14.01.2021

Brexit-Handelsabkommen reduziert Schaden für Österreich

Dennoch –23% bei Agrarexporten in das Vereinigte Königreich
Das Handelsabkommen zwischen dem Vereinigten Königreich und der EU kann im Vergleich zu einem ungeregelten Austritt ("No-Deal"-Brexit) mit Ausnahme des Dienstleistungshandels die negativen Handelseffekte des Brexit reduzieren.

Das zeigen die Hauptergebnisse einer WIFO-Studie von Harald Oberhofer, Michael Pfaffermayr und Yvonne Wolfmayr im Auftrag des Bundesministeriums für Digitalisierung und Wirtschaftsstandort (BMDW). Vom Austritt wird die britische Wirtschaft jedoch stärker als die österreichische betroffen sein.

"Laut unseren Berechnungsergebnissen werden die Handelseffekte in der Sachgütererzeugung am geringsten und für landwirtschaftliche Produkte am stärksten ausfallen", so WIFO-Studienleiter Harald Oberhofer. Die österreichischen Agrarexporte in das Vereinigte Königreich dürften um bis zu 23% zurückgehen. Gleichzeitig ist mit einem Einbruch der österreichischen Agrarimporte aus dem Vereinigten Königreich im Ausmaß von bis zu –46% zu rechnen. Die Kfz-Exporte und Kfz-Zulieferexporte Österreichs in das Vereinigte Königreich dürften sich durch den Handelsvertrag um rund 5,7% reduzieren, wohingegen die britische Automobilbranche mit einem Exportrückgang nach Österreich von rund 13% rechnen muss.
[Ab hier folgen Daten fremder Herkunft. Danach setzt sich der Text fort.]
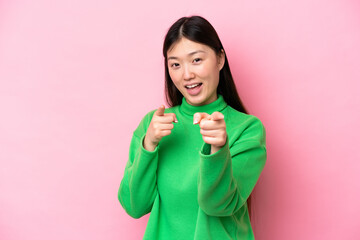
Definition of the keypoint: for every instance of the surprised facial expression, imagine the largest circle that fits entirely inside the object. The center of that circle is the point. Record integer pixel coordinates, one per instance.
(194, 69)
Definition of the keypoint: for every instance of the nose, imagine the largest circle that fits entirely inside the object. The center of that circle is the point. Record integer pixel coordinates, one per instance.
(188, 73)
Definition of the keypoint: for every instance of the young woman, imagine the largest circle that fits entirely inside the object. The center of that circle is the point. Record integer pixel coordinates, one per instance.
(194, 165)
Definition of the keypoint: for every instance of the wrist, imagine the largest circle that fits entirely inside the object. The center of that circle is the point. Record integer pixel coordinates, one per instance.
(149, 145)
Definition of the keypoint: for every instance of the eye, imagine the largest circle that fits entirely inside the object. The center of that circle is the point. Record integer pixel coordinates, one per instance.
(174, 65)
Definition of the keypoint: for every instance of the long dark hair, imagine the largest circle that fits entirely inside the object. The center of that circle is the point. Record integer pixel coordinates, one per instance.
(198, 29)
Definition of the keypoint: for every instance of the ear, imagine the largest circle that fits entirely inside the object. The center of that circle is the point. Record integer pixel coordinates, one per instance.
(221, 59)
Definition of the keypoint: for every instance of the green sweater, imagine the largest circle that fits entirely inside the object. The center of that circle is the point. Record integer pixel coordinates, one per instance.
(191, 193)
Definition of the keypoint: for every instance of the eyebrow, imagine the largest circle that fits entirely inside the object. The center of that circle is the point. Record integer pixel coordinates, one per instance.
(190, 54)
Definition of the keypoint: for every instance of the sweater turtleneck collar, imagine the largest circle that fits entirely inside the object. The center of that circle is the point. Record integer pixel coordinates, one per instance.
(217, 106)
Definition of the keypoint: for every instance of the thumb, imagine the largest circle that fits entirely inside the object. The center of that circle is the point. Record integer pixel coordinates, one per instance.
(160, 111)
(217, 116)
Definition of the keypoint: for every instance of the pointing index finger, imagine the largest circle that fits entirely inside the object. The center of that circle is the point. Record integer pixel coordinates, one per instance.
(160, 111)
(200, 116)
(217, 116)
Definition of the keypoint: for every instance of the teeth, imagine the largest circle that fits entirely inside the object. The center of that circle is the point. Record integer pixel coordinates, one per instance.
(192, 86)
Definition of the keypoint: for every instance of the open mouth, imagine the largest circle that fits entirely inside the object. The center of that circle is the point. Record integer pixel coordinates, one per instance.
(193, 86)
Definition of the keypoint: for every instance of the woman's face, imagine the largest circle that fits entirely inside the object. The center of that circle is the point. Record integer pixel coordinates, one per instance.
(194, 69)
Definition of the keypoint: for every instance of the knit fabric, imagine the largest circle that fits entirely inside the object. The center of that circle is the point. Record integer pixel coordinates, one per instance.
(191, 193)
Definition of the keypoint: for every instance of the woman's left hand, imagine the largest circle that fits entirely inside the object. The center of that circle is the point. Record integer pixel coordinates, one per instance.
(212, 129)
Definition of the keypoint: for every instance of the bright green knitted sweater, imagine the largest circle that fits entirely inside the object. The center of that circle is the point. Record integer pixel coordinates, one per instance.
(191, 193)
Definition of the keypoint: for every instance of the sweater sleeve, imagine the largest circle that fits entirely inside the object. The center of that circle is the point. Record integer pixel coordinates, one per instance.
(227, 177)
(138, 187)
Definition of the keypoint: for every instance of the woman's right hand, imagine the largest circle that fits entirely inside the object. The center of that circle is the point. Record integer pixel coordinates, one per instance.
(160, 126)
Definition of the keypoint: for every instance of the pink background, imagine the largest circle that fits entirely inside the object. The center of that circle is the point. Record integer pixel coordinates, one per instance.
(77, 77)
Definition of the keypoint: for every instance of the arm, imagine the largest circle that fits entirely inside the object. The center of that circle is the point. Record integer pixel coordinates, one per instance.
(138, 188)
(228, 176)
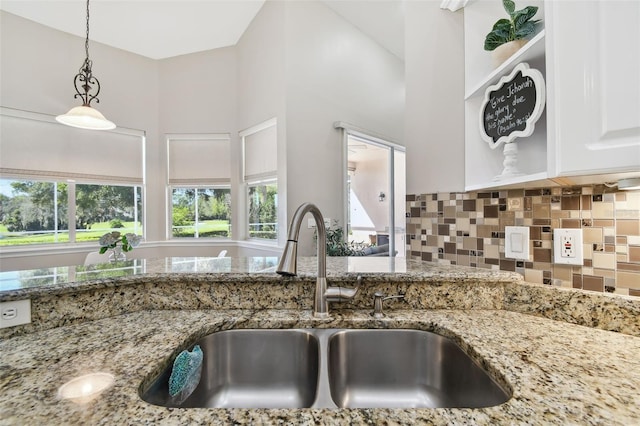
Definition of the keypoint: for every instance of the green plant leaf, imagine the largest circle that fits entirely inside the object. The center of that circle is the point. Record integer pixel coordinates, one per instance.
(522, 16)
(526, 30)
(509, 6)
(495, 39)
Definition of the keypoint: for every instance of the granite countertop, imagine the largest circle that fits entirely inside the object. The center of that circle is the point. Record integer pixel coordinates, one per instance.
(560, 373)
(69, 279)
(132, 326)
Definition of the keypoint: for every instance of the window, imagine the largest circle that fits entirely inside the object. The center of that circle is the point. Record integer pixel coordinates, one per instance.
(37, 212)
(64, 185)
(201, 212)
(199, 185)
(263, 210)
(260, 146)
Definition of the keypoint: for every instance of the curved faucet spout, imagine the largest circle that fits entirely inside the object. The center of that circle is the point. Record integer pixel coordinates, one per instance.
(288, 260)
(287, 265)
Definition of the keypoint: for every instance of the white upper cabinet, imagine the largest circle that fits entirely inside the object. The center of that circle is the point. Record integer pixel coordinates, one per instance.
(589, 55)
(593, 69)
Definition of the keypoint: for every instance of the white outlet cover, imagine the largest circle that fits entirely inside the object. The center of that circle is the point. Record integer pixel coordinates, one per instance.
(516, 242)
(558, 235)
(14, 313)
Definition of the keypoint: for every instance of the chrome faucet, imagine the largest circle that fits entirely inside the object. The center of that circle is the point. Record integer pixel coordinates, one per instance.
(288, 262)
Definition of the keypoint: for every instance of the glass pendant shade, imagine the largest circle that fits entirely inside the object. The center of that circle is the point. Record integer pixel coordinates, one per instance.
(85, 117)
(87, 88)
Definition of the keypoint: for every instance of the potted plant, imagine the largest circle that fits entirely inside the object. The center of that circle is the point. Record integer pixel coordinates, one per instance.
(509, 35)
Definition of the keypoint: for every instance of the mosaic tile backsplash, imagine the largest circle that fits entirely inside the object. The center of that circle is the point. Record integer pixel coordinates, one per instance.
(468, 229)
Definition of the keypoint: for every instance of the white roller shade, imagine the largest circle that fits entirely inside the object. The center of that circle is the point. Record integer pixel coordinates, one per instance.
(260, 152)
(33, 145)
(199, 159)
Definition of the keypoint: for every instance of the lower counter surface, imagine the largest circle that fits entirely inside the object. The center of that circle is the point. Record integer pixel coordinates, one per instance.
(560, 373)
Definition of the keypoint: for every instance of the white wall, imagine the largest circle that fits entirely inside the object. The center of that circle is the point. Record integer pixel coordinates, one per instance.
(261, 90)
(434, 109)
(198, 95)
(334, 73)
(298, 61)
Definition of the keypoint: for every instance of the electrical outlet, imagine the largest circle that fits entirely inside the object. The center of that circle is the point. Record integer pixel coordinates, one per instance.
(567, 245)
(14, 313)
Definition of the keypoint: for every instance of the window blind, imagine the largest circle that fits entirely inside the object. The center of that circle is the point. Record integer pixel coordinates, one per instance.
(260, 151)
(34, 145)
(199, 159)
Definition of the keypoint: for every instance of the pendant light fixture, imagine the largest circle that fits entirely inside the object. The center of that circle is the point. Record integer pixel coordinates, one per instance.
(86, 117)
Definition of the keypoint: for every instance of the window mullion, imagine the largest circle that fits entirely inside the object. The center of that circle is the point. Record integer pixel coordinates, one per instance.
(71, 210)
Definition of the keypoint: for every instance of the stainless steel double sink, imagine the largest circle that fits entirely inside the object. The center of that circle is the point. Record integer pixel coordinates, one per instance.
(333, 368)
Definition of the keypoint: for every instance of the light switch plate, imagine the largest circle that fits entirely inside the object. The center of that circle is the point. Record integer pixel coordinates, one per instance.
(14, 313)
(516, 242)
(567, 246)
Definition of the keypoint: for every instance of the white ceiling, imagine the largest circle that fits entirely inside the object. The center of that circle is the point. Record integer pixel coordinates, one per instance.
(164, 28)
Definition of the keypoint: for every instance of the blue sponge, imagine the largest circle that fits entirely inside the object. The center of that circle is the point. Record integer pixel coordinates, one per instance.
(186, 372)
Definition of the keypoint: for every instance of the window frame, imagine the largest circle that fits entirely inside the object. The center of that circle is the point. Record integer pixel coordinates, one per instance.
(71, 208)
(195, 183)
(263, 178)
(171, 236)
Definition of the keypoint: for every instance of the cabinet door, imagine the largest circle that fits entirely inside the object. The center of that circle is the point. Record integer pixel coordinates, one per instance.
(593, 76)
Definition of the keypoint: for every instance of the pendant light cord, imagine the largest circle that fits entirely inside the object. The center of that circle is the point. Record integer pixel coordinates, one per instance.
(86, 41)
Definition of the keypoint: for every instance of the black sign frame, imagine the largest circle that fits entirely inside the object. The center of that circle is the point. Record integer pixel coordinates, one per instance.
(511, 107)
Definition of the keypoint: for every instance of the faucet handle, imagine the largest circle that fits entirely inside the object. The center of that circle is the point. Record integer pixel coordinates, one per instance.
(378, 298)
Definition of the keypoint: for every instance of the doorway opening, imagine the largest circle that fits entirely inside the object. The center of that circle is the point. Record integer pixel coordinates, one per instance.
(375, 192)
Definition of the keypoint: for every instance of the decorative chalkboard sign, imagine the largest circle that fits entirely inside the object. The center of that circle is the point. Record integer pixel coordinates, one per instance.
(512, 106)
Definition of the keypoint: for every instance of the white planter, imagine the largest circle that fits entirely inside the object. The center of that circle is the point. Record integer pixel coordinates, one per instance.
(504, 51)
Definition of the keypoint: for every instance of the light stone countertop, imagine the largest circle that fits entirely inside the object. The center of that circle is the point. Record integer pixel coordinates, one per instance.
(560, 373)
(132, 326)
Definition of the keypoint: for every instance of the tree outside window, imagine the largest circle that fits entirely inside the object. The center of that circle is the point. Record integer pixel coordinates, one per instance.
(263, 211)
(36, 212)
(201, 212)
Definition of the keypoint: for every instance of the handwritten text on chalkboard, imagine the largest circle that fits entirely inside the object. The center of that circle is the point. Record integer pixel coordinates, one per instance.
(511, 108)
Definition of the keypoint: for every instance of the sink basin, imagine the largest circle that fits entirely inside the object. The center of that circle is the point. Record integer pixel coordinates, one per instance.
(333, 368)
(406, 369)
(250, 369)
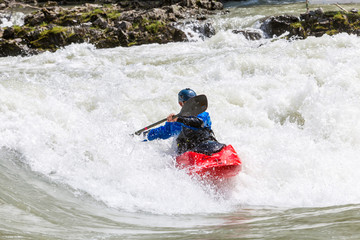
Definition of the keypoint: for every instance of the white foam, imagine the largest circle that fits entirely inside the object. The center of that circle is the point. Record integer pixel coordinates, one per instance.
(290, 109)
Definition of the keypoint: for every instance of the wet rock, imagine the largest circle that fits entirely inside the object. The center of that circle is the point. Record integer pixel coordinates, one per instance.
(249, 35)
(315, 23)
(106, 26)
(277, 26)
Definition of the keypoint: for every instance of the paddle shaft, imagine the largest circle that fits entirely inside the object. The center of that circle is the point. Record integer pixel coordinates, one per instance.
(152, 125)
(192, 107)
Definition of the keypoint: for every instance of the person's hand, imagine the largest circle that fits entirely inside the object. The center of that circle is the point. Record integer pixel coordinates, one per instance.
(170, 118)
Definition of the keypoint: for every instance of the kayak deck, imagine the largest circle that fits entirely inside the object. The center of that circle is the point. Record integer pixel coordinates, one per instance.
(223, 164)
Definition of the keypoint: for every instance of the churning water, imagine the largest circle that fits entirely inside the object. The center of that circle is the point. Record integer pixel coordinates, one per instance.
(69, 168)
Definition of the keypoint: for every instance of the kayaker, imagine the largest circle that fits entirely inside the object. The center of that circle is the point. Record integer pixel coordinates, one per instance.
(193, 133)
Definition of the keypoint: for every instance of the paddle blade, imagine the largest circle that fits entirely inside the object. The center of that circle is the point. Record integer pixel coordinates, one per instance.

Im bilateralen Dienstleistungshandel werden mit den "Finanzdienstleistungen" und den "sonstigen unternehmensbezogene Dienstleistungen" zwei österreichische Branchen vom britischen Austritt aus dem Binnenmarkt stärker als die britische Wirtschaft betroffen sein. So verringern sich etwa die österreichischen Finanzdienstleistungsexporte in das Vereinigte Königreich laut Modellberechnungen um rund 13,9%, wohingegen die österreichischen Finanzdienstleistungsimporte aus dem Vereinigten Königreich um etwa 8,9% zurückgehen dürften.

Infolge des neuen Freihandelsabkommens wird die österreichische Produktion von Agrargütern für den heimischen Markt ebenfalls um rund 0,15% zurückgehen. Mit dem Austritt des Vereinigten Königreichs aus dem Binnenmarkt verliert die EU einen maßgeblichen Nettoimporteur von landwirtschaftlichen Produkten. Der britische Import von Agrargütern wird aus allen EU-Ländern zurückgehen und somit verbleiben mehr Produkte innerhalb des Binnenmarktes. Dies wird zu einem verstärkten Wettbewerb führen, durch den die Konsumentinnen und Konsumenten geringfügig profitieren können. Für die österreichische Sachgüterbranche sind die Inlandshandels- und die Realeinkommenseffekte durch das Nachfolgeabkommen kaum nennenswert und deuten im Einklang mit bisherigen Studien auf eine relativ geringe Betroffenheit der österreichischen Wirtschaft durch den Brexit hin. Abschließend wird Österreich durch das Ausscheiden des Vereinigten Königreichs Wohlfahrtseinbußen im Finanzdienstleistungssektor in Höhe von rund 0,7% hinnehmen müssen. Durch das Ausscheiden des britischen Finanzplatzes wird der Wettbewerb in dieser Branche in der EU schwächer und der Bezug von Finanzdienstleistungen somit teurer.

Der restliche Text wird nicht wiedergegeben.